Paddy had followed the construction of a windfarm and knew the problems of site preparation, blade transport and operation. Using radio-tracking and other techniques he was able to say that the present windfarms pose no threat to the nightjars. What he could not predict was the longer term effect of windfarms on the clear-fell as habitat. In short he was calm about the birds’ present status, but had to be guarded about what might unfold.

Margaret Price Memorial Quiz, 2019

  1. In Edward Lear’s limerick, how many birds build their nests in the whiskers of the ‘old man with a beard’? Name the species for extra marks.
  2. How many British birds have the word Golden in their name? One point for the number and one point each for species named.
  3. How can you tell a male from a female Great tit?
  4. Which small bird had the nickname ‘Woodcock pilot’?
  5. Aristotle thought that Redstarts changed into which bird in winter?
  6. Which bird was thought by Gerald of Wales to emerge from ‘ gummy excrescences on floating timber’?
  7. Which rarity hybridised with a Mallard on the Isles of Scilly?
  8. To which bird is Wordsworth referring? ‘Ethereal minstrel, pilgrim of the sky’
  9. To which bird is Shelley referring? ‘O blithe newcomer! I have heard, I hear thee and rejoice’.
  10. Which of the three common woodpeckers doesn’t drum?
  11. Which common garden bird’s song has regional dialects?

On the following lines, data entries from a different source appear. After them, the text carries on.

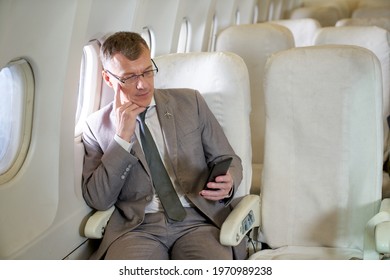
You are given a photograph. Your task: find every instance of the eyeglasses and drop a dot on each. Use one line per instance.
(135, 78)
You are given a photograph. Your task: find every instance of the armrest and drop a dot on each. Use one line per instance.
(377, 233)
(96, 224)
(382, 231)
(244, 217)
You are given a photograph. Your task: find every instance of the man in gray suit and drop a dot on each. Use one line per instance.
(116, 171)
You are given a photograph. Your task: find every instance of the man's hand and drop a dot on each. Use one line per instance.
(219, 189)
(126, 115)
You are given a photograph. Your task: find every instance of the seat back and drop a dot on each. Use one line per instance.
(222, 79)
(381, 22)
(303, 30)
(326, 15)
(323, 148)
(376, 40)
(255, 43)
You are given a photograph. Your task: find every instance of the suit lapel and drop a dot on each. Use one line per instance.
(166, 117)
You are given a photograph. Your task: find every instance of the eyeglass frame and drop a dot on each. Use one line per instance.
(123, 80)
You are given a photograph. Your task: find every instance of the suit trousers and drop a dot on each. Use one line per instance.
(159, 238)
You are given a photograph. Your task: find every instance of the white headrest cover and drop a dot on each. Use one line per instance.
(323, 158)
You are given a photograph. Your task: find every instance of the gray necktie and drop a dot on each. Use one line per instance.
(161, 181)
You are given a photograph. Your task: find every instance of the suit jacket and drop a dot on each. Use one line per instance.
(113, 176)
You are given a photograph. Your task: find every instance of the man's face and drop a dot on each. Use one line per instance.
(139, 90)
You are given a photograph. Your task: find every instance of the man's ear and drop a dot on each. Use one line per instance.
(106, 78)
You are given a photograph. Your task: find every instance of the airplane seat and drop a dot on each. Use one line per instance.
(376, 40)
(370, 12)
(303, 29)
(255, 43)
(222, 78)
(321, 189)
(326, 15)
(381, 22)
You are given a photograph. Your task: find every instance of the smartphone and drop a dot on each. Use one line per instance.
(218, 168)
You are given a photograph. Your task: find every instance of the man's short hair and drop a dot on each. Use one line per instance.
(129, 44)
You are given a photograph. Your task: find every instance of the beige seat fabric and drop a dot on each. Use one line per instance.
(255, 43)
(303, 30)
(381, 22)
(376, 40)
(323, 154)
(325, 15)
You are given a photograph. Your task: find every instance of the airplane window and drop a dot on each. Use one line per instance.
(184, 37)
(90, 84)
(16, 106)
(150, 39)
(256, 14)
(213, 34)
(238, 17)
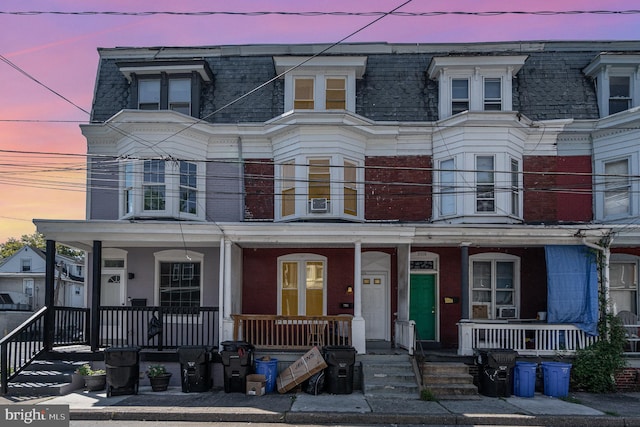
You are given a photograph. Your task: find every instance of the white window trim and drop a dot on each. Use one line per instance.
(302, 259)
(600, 187)
(475, 69)
(336, 205)
(465, 185)
(606, 65)
(172, 192)
(495, 257)
(320, 68)
(177, 255)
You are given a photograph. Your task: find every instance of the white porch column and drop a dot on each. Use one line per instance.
(358, 325)
(227, 334)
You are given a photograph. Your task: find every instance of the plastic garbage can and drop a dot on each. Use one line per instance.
(194, 368)
(524, 379)
(123, 370)
(269, 368)
(556, 378)
(237, 359)
(339, 372)
(495, 372)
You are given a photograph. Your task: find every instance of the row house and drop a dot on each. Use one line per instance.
(459, 195)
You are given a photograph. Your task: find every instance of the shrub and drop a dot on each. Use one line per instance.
(595, 366)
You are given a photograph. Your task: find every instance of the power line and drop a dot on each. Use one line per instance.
(488, 13)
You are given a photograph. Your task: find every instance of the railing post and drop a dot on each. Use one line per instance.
(161, 333)
(49, 292)
(4, 368)
(94, 336)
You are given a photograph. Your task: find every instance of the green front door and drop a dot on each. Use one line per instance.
(422, 305)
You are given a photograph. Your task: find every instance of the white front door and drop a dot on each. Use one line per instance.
(112, 292)
(374, 308)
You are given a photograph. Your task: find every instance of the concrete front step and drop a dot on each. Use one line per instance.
(448, 380)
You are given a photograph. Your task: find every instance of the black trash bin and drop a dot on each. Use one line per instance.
(194, 368)
(339, 372)
(237, 359)
(123, 370)
(496, 372)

  12. According to the BTO what do the following have in common?
    a) Turtle dove; b) Spotted flycatcher; c) Starling.
  13. On which British island did Bittern breed for the first time in 2018?
  14. Which football team is known as the Seagulls?

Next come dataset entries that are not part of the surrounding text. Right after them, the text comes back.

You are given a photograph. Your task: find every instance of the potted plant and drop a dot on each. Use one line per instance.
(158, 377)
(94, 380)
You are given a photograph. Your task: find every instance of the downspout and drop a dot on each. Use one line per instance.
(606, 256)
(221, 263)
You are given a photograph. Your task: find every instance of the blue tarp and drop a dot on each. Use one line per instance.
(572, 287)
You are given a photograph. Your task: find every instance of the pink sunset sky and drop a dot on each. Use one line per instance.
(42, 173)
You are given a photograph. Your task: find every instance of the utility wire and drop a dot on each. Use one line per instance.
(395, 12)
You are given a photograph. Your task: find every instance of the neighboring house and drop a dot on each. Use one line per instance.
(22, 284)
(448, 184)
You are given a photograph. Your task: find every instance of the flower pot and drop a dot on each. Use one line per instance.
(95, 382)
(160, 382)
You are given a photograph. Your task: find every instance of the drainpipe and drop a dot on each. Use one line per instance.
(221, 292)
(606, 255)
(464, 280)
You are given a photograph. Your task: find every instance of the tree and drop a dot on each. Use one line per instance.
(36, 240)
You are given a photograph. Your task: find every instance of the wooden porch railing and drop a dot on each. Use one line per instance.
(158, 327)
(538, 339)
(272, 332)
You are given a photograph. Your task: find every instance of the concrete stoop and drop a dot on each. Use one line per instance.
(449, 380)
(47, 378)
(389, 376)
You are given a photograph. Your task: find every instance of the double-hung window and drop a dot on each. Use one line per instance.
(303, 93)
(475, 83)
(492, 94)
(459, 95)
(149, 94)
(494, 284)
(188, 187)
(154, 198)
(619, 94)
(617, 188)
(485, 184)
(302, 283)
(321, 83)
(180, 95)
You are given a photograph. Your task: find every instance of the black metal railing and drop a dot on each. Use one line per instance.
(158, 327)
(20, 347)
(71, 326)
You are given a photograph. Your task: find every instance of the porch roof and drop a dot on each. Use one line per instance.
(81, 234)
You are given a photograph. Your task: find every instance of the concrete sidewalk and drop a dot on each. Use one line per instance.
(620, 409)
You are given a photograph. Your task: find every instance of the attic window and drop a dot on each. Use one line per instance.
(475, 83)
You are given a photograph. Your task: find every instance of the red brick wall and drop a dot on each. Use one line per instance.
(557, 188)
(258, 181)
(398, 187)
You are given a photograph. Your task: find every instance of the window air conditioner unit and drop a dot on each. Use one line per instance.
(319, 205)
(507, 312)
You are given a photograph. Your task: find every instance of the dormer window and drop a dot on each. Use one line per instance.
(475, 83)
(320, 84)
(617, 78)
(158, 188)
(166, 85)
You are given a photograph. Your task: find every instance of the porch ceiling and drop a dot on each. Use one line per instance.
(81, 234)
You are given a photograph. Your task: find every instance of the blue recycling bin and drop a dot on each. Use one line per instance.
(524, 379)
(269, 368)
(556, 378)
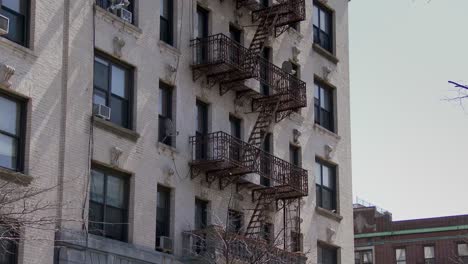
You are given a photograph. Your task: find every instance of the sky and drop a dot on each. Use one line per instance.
(409, 144)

  15. Which rare warbler was confirmed  breeding in the recording area in 2015?
  16. Which species is the oldest known female bird still confirmed to be breeding
  17. Which band might Columba livia want to join?

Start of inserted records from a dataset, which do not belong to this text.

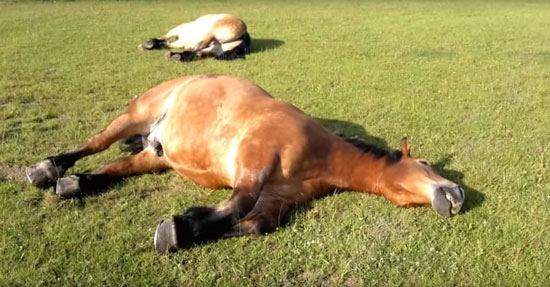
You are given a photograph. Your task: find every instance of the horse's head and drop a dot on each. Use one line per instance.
(412, 182)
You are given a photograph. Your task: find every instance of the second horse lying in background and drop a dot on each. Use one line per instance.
(222, 36)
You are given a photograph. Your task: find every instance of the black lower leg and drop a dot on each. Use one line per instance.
(231, 55)
(195, 225)
(83, 184)
(153, 44)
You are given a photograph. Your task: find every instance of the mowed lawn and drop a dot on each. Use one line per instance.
(467, 82)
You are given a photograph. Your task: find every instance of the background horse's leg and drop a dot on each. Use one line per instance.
(45, 173)
(266, 216)
(146, 161)
(200, 224)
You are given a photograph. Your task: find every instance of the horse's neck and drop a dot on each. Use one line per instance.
(353, 169)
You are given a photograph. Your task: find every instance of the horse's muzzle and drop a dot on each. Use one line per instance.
(448, 200)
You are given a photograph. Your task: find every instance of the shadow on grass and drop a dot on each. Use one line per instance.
(474, 198)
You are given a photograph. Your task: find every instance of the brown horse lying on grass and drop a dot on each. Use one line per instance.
(221, 131)
(223, 36)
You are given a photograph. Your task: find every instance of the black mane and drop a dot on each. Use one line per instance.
(392, 156)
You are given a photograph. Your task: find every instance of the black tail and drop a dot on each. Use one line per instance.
(133, 144)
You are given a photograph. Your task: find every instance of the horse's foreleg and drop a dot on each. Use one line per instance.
(45, 173)
(146, 161)
(200, 224)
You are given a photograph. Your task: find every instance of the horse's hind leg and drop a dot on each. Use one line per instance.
(146, 161)
(45, 173)
(266, 216)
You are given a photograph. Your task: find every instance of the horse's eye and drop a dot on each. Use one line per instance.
(424, 162)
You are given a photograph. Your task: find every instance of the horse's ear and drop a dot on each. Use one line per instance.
(405, 147)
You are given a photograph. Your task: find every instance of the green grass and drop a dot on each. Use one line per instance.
(467, 82)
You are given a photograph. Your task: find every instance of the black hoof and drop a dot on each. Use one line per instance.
(67, 187)
(230, 55)
(44, 174)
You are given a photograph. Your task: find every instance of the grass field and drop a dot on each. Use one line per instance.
(467, 82)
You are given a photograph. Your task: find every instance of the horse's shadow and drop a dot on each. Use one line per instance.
(260, 45)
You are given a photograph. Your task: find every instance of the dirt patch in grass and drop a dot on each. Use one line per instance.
(12, 172)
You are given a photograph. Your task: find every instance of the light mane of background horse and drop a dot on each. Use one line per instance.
(221, 131)
(223, 36)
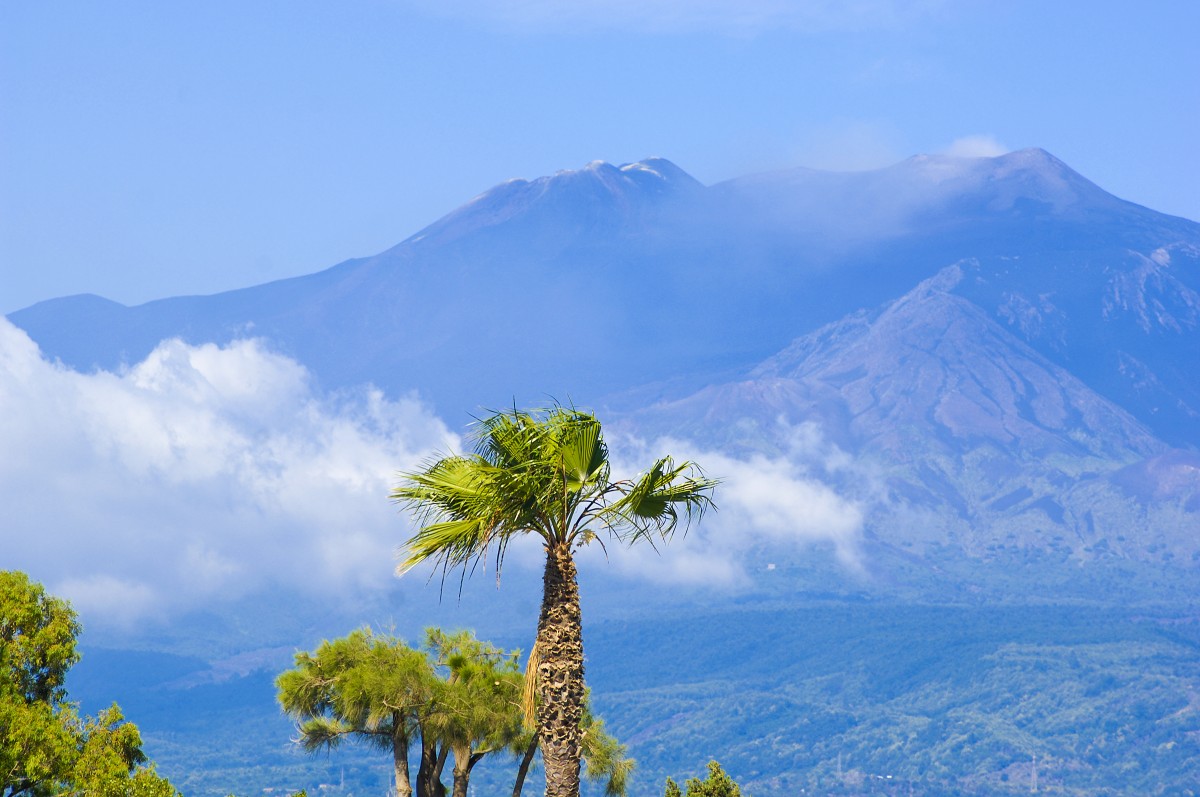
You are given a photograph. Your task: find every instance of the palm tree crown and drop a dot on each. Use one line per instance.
(546, 473)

  18. What colour are Blue tit eggs?
  19. Which rare duck was released into the wild recently after being raised in captivity
  20. The name of which common British breeding migrant contains all the vowels once only?
  21. In which Welsh county was Snowy owl reported first in March 2018?
  22. Which re-introduced species crossed the Bristol Channel and bred on the Gwent Levels in 2016?
  23. Which potential first for Wales was ringed on Bardsey in May 2018?
  24. Where in Wales was a Green heron seen on 28 April 2018?
  25. Give the English names of these birds:
    a) Titw Tomos Las; b) Gwennol; c) Titw’r Helyg; d) Hwyaden Gopog; e) Cigfran; f) Hwyaden Bengoch.
  26. Sort out the bird names from these anagrams:
    a) Shark lore; b) Extra man washer; c) Rents unto; d) South marine; e) Rat wailer
  27. Match the species to the dialect name:
    a) Little grebe; b) Eider; c) Chiffchaff; d) Willow warbler; e) Shelduck; f) Wood warbler.
    a) Miller’s thumb; b) Burrow duck; c) Dive dapper; d) Green wren; e) St Cuthbert’s duck; f) Feather bed.
  28. Match the species to the collective noun:
    a) Buzzard; b) Chiffchaff; c) Chough; d) Starling; e) Linnet; f) Lapwing.
    a) Chattering; b) Confusion; c) Wake; d) Deceit; e) Murmuration; f) Parcel.
  29. Which two well-known ornithologists co-authored the recently published Handbook of Western Paleartic Birds?
  30. Which species are these?
    a) Recurvirostra avosetta; b) Haematopus ostalegus; c) Pluvialis squatarola.
  31. According to Gower Birds Vol. 11 no 1, how many birds are on the County List?
    a) 310; b) 312; c) 309; d) 300.
  32. In which year were there record numbers of Yellow-browed warbler noted in the recording area?
    a) 2014; b) 2015; c) 2016.
  33. Place the following plovers in order of size with the largest first:
    a) Little ringed; b) Ringed; c) Kentish.
  34. Link the specific name to the common name of these seabirds:
    a) Manx shearwater; b) Puffin; c) Guillemot; d) Razorbill; e) Storm-petrel; f) Kittiwake.
    a) Hydrobates pelagicus; b) Alca torda; c) Puffinus puffinus; d) Fratercula arctica; e) Uria aalge; f) Rissa tridactyla.
  35. Name this winter visitor to South Wales from the description:
    Black and white, rather dumpy body, steep forehead with crown rounded, or peaking over eye with black extending below eye. Bill rather tiny and up-tilted to a sharp point.